Forming a regional land bank with communities in Champaign County would give the land bank access to blighted commercial properties that can be redeveloped, O’Shaughnessy said, which is something that currently aren’t available in Vermilion County.

He said the move would allow the land bank access to federal commercial property grants.

Currently, O’Shaughnessy said, they’ve been using grant money from IHDA, which is strictly limited to housing projects, not commercial ones.

He said all of the communities in the land bank currently have commercial properties that need to be torn down and redeveloped, but they can’t do anything about them due to the limits of the IHDA grants.

“We can’t touch them,” he said. “Hopefully, there’s grants out there that will allow us to do that.”

The move, O’Shaughnessy said, would also give the land bank access to the University of Illinois and the talented professionals graduating from there.

He said having a full-time staff would also allow for more grant-writing opportunities as currently their grant-writing capabilities are limited.

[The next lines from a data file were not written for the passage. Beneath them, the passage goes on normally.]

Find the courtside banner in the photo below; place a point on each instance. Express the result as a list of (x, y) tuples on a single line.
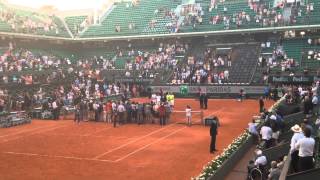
[(212, 89)]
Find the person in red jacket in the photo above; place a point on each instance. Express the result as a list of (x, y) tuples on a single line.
[(162, 115)]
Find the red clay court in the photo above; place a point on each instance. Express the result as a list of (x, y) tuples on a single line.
[(63, 150)]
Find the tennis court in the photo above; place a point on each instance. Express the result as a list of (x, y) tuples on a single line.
[(64, 150)]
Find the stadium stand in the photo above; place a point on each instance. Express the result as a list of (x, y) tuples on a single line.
[(75, 23)]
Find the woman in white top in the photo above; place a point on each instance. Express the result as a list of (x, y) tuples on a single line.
[(188, 115)]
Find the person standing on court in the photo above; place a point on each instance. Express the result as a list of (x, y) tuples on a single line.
[(162, 114), (213, 134), (205, 101), (261, 105), (201, 100), (188, 115)]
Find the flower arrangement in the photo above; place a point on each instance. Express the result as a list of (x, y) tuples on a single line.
[(217, 162)]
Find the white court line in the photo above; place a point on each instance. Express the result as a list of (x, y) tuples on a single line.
[(154, 142), (130, 142), (89, 134), (27, 130), (158, 140), (43, 130), (82, 135), (57, 156)]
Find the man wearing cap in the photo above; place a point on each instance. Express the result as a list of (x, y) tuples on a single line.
[(266, 134), (261, 161), (275, 171), (213, 134), (293, 151), (305, 146)]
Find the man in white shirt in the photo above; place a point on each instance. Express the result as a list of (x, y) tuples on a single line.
[(55, 110), (121, 109), (293, 151), (253, 130), (305, 146), (261, 161), (315, 103), (266, 135)]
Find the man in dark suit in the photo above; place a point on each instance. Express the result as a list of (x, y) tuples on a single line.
[(201, 100), (205, 101), (213, 134)]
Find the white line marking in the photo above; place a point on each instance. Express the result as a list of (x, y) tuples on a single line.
[(101, 130), (158, 140), (144, 147), (57, 156), (43, 130), (26, 130), (130, 142)]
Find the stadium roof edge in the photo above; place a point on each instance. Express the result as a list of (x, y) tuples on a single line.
[(204, 33), (224, 32)]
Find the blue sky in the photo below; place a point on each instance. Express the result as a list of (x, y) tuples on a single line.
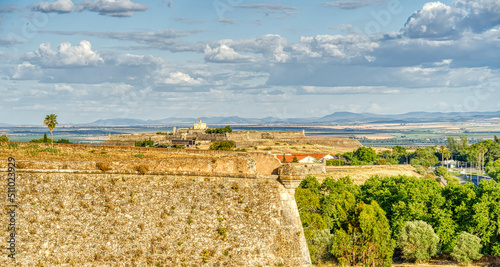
[(95, 59)]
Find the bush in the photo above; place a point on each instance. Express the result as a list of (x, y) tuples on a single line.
[(467, 248), (223, 145), (12, 145), (320, 246), (51, 150), (418, 241), (4, 138), (420, 170), (142, 169), (103, 166)]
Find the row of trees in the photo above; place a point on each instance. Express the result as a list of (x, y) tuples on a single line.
[(353, 224), (226, 129)]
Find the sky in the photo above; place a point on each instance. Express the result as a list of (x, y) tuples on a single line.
[(86, 60)]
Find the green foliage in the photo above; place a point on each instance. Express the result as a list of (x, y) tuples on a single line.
[(424, 156), (406, 198), (420, 170), (13, 145), (467, 248), (493, 170), (4, 138), (223, 145), (226, 129), (365, 237), (320, 245), (441, 171), (336, 162), (418, 241), (365, 155)]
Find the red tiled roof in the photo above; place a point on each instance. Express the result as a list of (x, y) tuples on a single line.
[(314, 155), (289, 158)]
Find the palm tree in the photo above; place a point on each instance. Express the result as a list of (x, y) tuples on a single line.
[(51, 121)]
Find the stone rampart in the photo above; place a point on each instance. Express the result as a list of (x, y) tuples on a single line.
[(153, 220)]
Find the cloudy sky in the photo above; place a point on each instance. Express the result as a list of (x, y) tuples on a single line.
[(94, 59)]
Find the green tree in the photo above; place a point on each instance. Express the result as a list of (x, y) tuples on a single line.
[(222, 145), (467, 248), (364, 238), (493, 169), (424, 156), (418, 241), (51, 122), (365, 154)]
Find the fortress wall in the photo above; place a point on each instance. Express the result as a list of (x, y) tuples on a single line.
[(241, 164), (266, 164), (134, 220), (282, 136), (335, 142), (244, 136)]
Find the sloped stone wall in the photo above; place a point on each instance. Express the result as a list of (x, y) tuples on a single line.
[(153, 220)]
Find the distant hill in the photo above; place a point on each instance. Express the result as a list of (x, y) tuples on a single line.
[(337, 117)]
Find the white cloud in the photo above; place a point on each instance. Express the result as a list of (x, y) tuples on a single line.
[(181, 79), (27, 71), (114, 8), (355, 4), (66, 55), (224, 54), (59, 6), (437, 20), (434, 20)]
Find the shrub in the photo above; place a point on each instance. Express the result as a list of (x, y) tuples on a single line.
[(103, 166), (4, 138), (418, 241), (320, 246), (142, 169), (12, 145), (420, 170), (51, 150), (226, 129), (441, 171), (223, 145), (467, 248)]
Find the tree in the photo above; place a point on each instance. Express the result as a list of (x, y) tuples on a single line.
[(51, 122), (493, 169), (222, 145), (467, 248), (365, 154), (365, 237), (418, 241), (424, 157), (4, 138)]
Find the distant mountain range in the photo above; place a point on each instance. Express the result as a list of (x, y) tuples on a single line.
[(337, 117)]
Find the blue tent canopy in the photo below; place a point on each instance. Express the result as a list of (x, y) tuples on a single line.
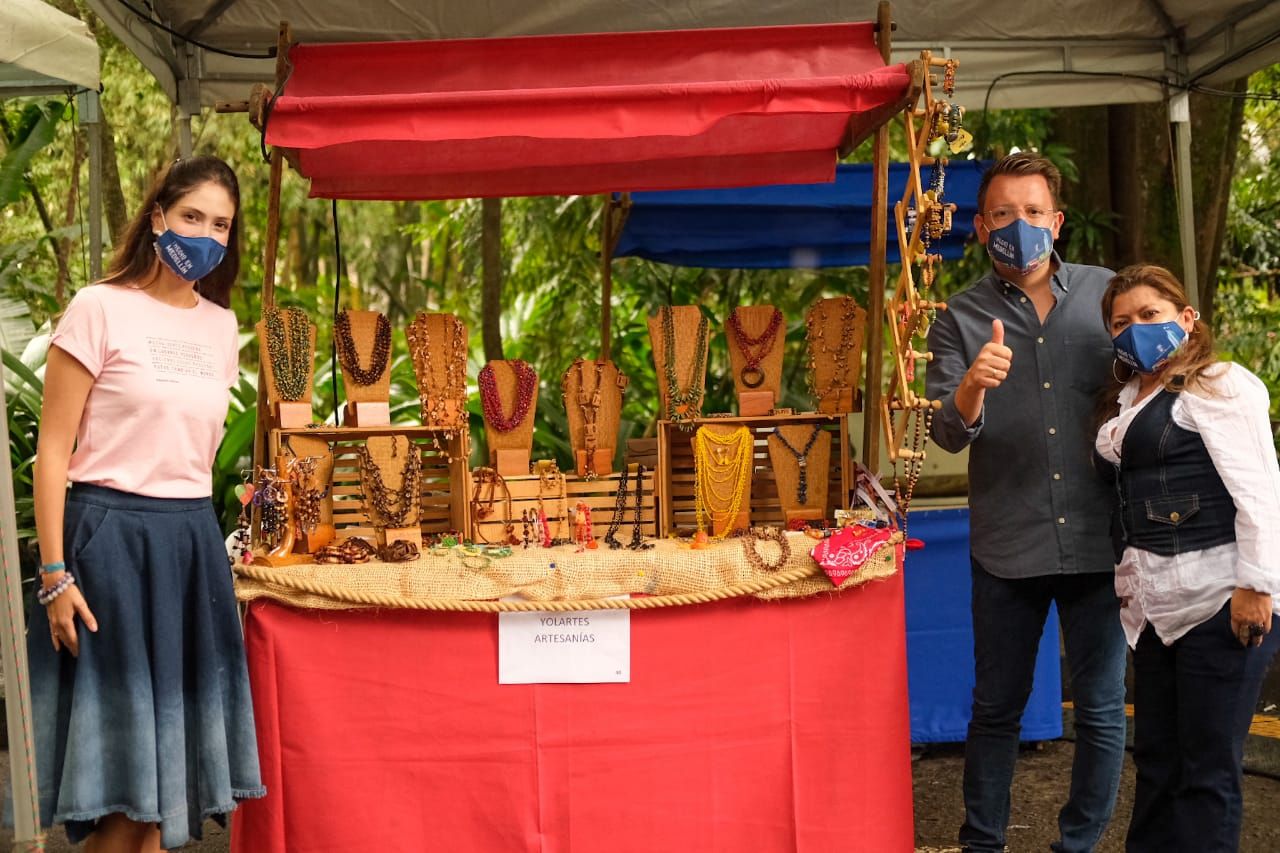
[(787, 226)]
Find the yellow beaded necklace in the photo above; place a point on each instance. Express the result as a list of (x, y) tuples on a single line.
[(722, 477)]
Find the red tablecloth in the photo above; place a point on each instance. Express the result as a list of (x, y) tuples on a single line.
[(746, 726)]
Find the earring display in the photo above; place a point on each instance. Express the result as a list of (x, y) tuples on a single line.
[(722, 478), (438, 349), (835, 331)]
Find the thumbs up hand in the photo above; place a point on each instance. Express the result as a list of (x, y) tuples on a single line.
[(991, 368)]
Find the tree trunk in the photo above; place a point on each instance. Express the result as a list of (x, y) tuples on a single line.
[(490, 297)]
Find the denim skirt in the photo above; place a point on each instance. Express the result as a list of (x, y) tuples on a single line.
[(154, 719)]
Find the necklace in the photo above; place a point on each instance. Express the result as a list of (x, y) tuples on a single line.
[(754, 349), (451, 365), (801, 460), (288, 346), (391, 511), (722, 475), (526, 381), (816, 329), (684, 405), (483, 507), (350, 357), (766, 534)]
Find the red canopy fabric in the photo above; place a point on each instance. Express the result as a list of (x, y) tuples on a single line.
[(581, 114)]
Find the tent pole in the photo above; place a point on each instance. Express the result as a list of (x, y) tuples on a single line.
[(1180, 117), (880, 237), (22, 758)]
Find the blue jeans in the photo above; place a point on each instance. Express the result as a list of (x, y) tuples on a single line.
[(1193, 702), (1008, 621)]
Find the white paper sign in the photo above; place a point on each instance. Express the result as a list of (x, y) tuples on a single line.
[(581, 647)]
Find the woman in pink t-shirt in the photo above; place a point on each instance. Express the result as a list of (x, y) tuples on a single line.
[(140, 690)]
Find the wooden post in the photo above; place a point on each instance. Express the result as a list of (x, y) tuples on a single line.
[(880, 232)]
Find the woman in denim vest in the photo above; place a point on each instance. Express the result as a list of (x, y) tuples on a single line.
[(1200, 492)]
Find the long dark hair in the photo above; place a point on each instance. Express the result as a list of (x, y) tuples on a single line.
[(1187, 366), (136, 260)]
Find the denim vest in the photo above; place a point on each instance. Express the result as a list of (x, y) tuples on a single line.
[(1171, 497)]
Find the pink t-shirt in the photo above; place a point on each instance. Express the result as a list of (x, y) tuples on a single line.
[(161, 378)]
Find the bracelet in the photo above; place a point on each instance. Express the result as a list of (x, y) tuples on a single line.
[(48, 594)]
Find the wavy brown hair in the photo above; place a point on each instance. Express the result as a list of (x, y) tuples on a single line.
[(1185, 368), (136, 263)]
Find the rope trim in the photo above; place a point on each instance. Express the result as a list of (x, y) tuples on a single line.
[(277, 578)]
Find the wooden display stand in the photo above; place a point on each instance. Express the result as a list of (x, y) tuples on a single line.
[(510, 451), (835, 388), (593, 386), (320, 536), (786, 471), (754, 320), (443, 498), (287, 414), (599, 493), (676, 471), (685, 319), (447, 337), (366, 405), (723, 524)]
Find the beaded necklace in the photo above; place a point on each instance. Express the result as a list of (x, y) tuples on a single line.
[(288, 346), (526, 382), (801, 460), (754, 349), (435, 396), (722, 475), (684, 405), (396, 511), (816, 324), (350, 357)]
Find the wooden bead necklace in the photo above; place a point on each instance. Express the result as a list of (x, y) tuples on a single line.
[(288, 346), (722, 477), (754, 349), (801, 460), (752, 552), (684, 405), (389, 511), (526, 383), (350, 357)]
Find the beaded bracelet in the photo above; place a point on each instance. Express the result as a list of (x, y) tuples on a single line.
[(45, 596)]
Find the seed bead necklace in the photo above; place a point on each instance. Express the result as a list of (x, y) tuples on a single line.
[(288, 346), (350, 356), (526, 382), (754, 349), (721, 461), (684, 405), (801, 460)]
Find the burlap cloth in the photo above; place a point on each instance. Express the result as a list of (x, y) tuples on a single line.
[(556, 578)]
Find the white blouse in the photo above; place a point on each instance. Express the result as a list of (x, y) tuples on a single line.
[(1178, 593)]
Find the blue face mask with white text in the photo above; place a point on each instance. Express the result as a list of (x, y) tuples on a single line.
[(191, 258), (1147, 346)]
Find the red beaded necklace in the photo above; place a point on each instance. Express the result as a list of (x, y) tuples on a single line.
[(526, 382), (754, 349)]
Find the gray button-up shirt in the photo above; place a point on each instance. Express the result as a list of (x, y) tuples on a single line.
[(1037, 502)]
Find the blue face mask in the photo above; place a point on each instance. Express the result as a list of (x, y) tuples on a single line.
[(191, 258), (1020, 245), (1147, 346)]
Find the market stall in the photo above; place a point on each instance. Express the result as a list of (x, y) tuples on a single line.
[(378, 515)]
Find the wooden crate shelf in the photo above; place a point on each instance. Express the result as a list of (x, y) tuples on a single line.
[(600, 495), (444, 484), (676, 511)]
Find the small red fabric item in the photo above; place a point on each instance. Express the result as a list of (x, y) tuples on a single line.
[(846, 550), (581, 113)]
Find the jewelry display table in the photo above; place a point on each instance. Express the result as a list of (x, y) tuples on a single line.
[(746, 726)]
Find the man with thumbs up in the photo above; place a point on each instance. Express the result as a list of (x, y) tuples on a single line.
[(1018, 361)]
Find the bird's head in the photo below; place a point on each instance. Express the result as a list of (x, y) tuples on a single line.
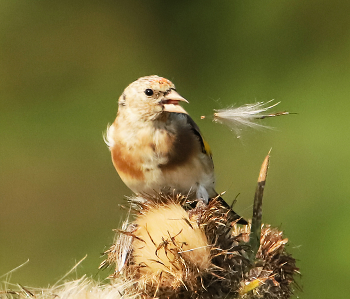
[(149, 97)]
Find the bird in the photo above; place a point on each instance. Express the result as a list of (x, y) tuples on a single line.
[(155, 145)]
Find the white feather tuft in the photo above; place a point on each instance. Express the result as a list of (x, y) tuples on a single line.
[(246, 116), (107, 136)]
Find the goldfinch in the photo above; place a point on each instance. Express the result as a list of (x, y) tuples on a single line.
[(157, 147)]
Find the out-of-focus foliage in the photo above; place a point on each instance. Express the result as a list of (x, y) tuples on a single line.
[(63, 64)]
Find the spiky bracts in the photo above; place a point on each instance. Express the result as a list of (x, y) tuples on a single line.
[(169, 251)]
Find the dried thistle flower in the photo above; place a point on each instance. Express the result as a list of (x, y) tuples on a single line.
[(199, 253)]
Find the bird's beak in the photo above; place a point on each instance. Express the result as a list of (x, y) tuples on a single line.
[(171, 102)]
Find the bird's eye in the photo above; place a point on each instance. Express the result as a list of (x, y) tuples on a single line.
[(148, 92)]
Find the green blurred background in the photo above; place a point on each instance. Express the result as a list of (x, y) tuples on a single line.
[(63, 65)]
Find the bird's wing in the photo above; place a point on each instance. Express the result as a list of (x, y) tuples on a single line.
[(195, 129)]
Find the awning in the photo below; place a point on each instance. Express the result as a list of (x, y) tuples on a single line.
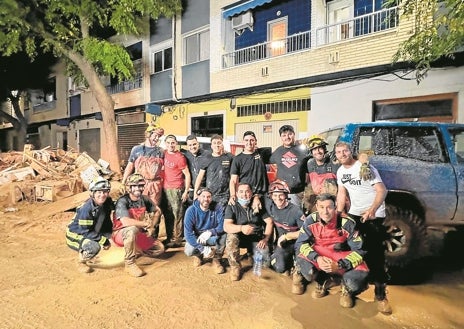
[(154, 109), (243, 6)]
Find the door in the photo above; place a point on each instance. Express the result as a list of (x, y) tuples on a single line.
[(277, 37), (338, 12)]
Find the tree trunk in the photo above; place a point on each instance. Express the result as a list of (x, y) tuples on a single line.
[(106, 104)]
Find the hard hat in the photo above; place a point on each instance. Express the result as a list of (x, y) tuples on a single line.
[(156, 129), (99, 184), (316, 141), (135, 179), (279, 186)]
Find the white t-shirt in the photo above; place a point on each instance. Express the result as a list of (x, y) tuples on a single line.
[(362, 193)]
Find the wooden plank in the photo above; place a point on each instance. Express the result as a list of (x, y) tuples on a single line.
[(49, 209)]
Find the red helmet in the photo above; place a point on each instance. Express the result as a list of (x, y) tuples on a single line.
[(279, 186)]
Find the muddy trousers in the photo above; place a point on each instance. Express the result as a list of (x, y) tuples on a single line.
[(355, 281), (129, 235)]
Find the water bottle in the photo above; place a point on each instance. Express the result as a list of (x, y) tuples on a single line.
[(258, 263)]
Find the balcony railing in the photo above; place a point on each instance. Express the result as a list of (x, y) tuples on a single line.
[(125, 86), (359, 26), (291, 44), (345, 30)]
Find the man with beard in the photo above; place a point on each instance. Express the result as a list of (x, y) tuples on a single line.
[(133, 225), (322, 173), (216, 170), (367, 208), (91, 227)]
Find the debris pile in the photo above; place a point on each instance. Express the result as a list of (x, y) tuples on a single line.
[(46, 175)]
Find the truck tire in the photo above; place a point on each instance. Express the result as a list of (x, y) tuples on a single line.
[(406, 237)]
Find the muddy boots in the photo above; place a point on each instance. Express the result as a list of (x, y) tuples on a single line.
[(217, 266), (346, 299), (134, 270), (383, 306), (320, 290), (235, 272), (297, 283)]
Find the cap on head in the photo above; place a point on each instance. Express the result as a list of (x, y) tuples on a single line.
[(99, 184), (155, 129), (285, 128), (135, 179), (279, 186), (316, 141), (249, 133)]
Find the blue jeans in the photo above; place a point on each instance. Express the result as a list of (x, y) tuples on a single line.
[(217, 241)]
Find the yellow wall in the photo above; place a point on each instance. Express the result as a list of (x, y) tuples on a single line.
[(184, 112)]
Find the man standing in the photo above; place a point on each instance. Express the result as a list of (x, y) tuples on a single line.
[(290, 160), (329, 245), (91, 227), (287, 219), (216, 169), (195, 156), (176, 186), (147, 159), (248, 167), (246, 228), (322, 173), (367, 208), (204, 230), (133, 224)]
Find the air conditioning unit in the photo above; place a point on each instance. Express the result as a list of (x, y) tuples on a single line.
[(243, 21)]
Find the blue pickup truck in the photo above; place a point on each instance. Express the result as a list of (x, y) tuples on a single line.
[(422, 166)]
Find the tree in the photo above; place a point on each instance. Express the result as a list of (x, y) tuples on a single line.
[(13, 86), (438, 32), (76, 31)]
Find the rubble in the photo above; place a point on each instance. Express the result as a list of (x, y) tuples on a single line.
[(47, 175)]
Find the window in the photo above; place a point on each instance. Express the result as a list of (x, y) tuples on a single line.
[(196, 47), (162, 60)]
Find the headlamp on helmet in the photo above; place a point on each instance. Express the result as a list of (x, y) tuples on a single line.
[(135, 179), (279, 186), (99, 184)]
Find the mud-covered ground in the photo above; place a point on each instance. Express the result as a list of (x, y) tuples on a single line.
[(41, 288)]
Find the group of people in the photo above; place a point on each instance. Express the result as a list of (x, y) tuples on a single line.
[(321, 220)]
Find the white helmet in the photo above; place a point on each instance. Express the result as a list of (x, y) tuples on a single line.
[(99, 184)]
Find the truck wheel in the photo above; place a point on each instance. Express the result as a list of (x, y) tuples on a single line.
[(406, 237)]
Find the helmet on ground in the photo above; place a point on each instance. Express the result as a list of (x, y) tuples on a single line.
[(99, 184), (135, 179), (316, 141), (279, 186)]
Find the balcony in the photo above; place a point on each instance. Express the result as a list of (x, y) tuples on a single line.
[(291, 44), (342, 31), (359, 26)]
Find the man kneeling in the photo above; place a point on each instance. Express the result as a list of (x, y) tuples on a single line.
[(329, 245)]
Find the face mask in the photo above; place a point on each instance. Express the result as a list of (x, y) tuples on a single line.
[(243, 202)]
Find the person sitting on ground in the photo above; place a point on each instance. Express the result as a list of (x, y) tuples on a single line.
[(90, 229), (134, 226), (287, 218), (204, 230), (329, 245), (246, 228)]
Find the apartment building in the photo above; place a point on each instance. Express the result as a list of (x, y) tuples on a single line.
[(227, 66)]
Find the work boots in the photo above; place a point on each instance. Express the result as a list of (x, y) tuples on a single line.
[(134, 270), (297, 283), (217, 266), (383, 306), (346, 300), (320, 290), (235, 272), (196, 261)]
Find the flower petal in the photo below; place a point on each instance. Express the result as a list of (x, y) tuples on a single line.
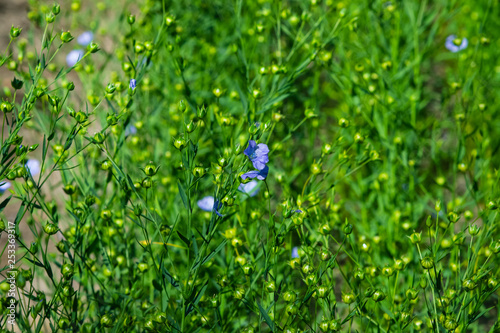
[(206, 203)]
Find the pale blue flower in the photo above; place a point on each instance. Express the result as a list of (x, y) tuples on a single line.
[(133, 84), (249, 188), (4, 186), (258, 154), (33, 166), (451, 46), (259, 174)]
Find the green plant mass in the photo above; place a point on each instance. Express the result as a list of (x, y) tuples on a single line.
[(250, 166)]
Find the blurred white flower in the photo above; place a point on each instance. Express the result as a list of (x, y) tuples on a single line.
[(33, 166), (85, 38), (4, 186), (249, 188), (73, 57)]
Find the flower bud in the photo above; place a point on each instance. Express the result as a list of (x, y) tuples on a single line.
[(416, 237), (180, 143), (270, 286), (67, 271), (50, 228), (378, 295), (66, 37), (15, 32), (348, 298), (474, 230), (437, 206), (289, 296), (427, 262), (316, 168), (99, 138), (387, 271), (335, 325), (325, 255), (17, 84), (150, 169), (469, 285), (411, 294), (93, 47), (491, 205), (131, 19), (56, 9), (322, 291), (50, 18), (347, 228)]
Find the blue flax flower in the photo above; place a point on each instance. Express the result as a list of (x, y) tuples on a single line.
[(209, 204), (249, 188), (258, 154), (259, 174), (451, 46), (133, 84)]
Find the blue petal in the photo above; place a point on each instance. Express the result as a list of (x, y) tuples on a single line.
[(252, 146), (249, 188), (261, 175), (206, 203)]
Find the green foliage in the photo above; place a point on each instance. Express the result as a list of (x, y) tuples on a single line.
[(379, 211)]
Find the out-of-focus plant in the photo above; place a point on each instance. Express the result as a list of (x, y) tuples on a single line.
[(267, 166)]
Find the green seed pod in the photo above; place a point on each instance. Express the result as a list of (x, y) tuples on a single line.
[(106, 165), (93, 47), (142, 267), (99, 138), (180, 143), (322, 292), (66, 37), (239, 293), (469, 285), (427, 262), (131, 19), (423, 282), (270, 286), (160, 317), (325, 255), (63, 323), (198, 172), (69, 189), (291, 309), (106, 214), (311, 280), (387, 271), (495, 246), (247, 269), (348, 298), (6, 107), (289, 296), (50, 228), (240, 261), (411, 294), (492, 283), (378, 296), (107, 320), (416, 238), (474, 230), (335, 325), (347, 228), (325, 229)]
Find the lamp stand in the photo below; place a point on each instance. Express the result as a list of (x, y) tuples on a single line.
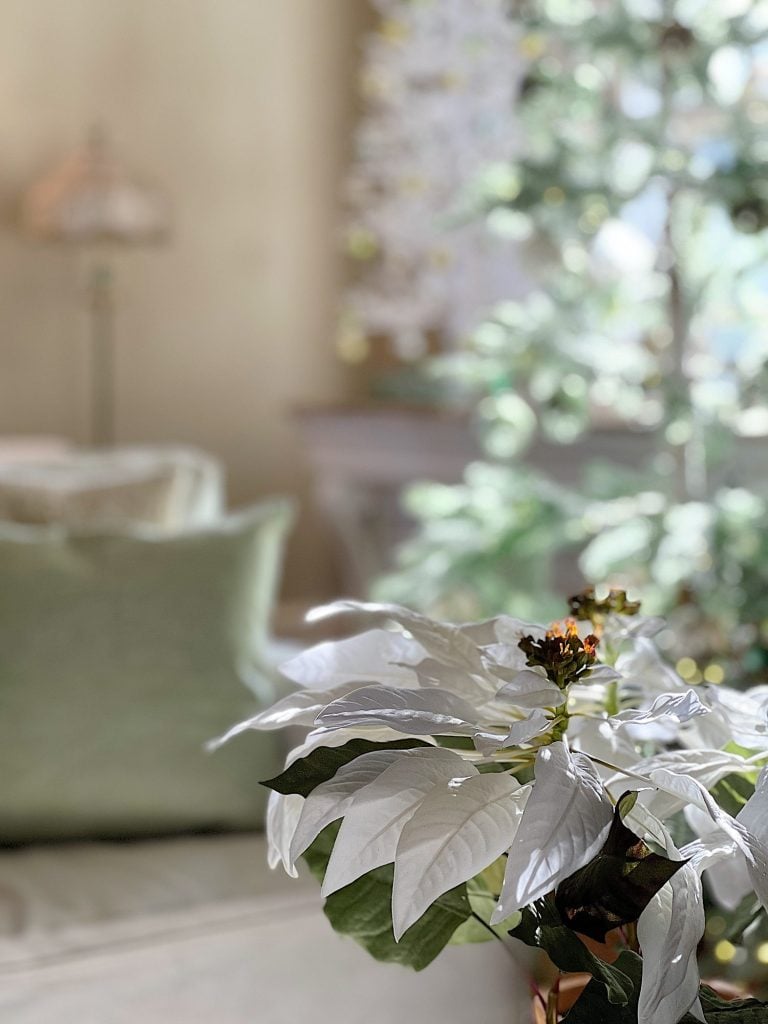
[(101, 307)]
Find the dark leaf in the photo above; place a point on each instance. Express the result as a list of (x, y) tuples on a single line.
[(615, 887), (543, 927), (320, 765), (364, 910)]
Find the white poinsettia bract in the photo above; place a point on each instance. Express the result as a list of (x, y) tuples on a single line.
[(494, 755)]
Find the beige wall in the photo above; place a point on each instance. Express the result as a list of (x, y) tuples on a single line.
[(241, 109)]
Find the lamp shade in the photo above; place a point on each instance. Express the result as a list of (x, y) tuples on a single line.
[(90, 197)]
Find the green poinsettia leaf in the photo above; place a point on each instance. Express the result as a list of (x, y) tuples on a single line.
[(719, 1011), (593, 1005), (320, 765), (542, 927), (615, 887), (732, 793), (364, 910)]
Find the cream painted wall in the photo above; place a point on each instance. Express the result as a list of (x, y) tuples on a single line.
[(241, 109)]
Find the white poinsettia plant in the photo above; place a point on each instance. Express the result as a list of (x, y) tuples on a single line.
[(497, 778)]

O’Shaughnessy said he didn’t see why they couldn’t retain the main office of the land bank in Vermilion County if they made the move to a regional land bank.

O’Shaughnessy said there’s no reason why the land bank would have to be limited to just Vermilion and Champaign counties, pointing out that they could form partnerships with communities in other neighboring counties if they choose to do so.

He recommended the board change the bylaws to remove any restriction to Vermilion County communities to free up the board to decide which communities it wants to include in the land bank in the future.

“It would just allow communities outside Vermilion,” he said.

O’Shaughnessy stressed that the board amending the bylaws at the meeting just gives them to choice to accept new members, the board will decide in the future if they want to add any new members to the land bank.

He said this is just a way to start the long process of forming a regional land bank and bringing in new communities.

“It really just begins talks,” he said. “Because there’s a lot of talking to be done.”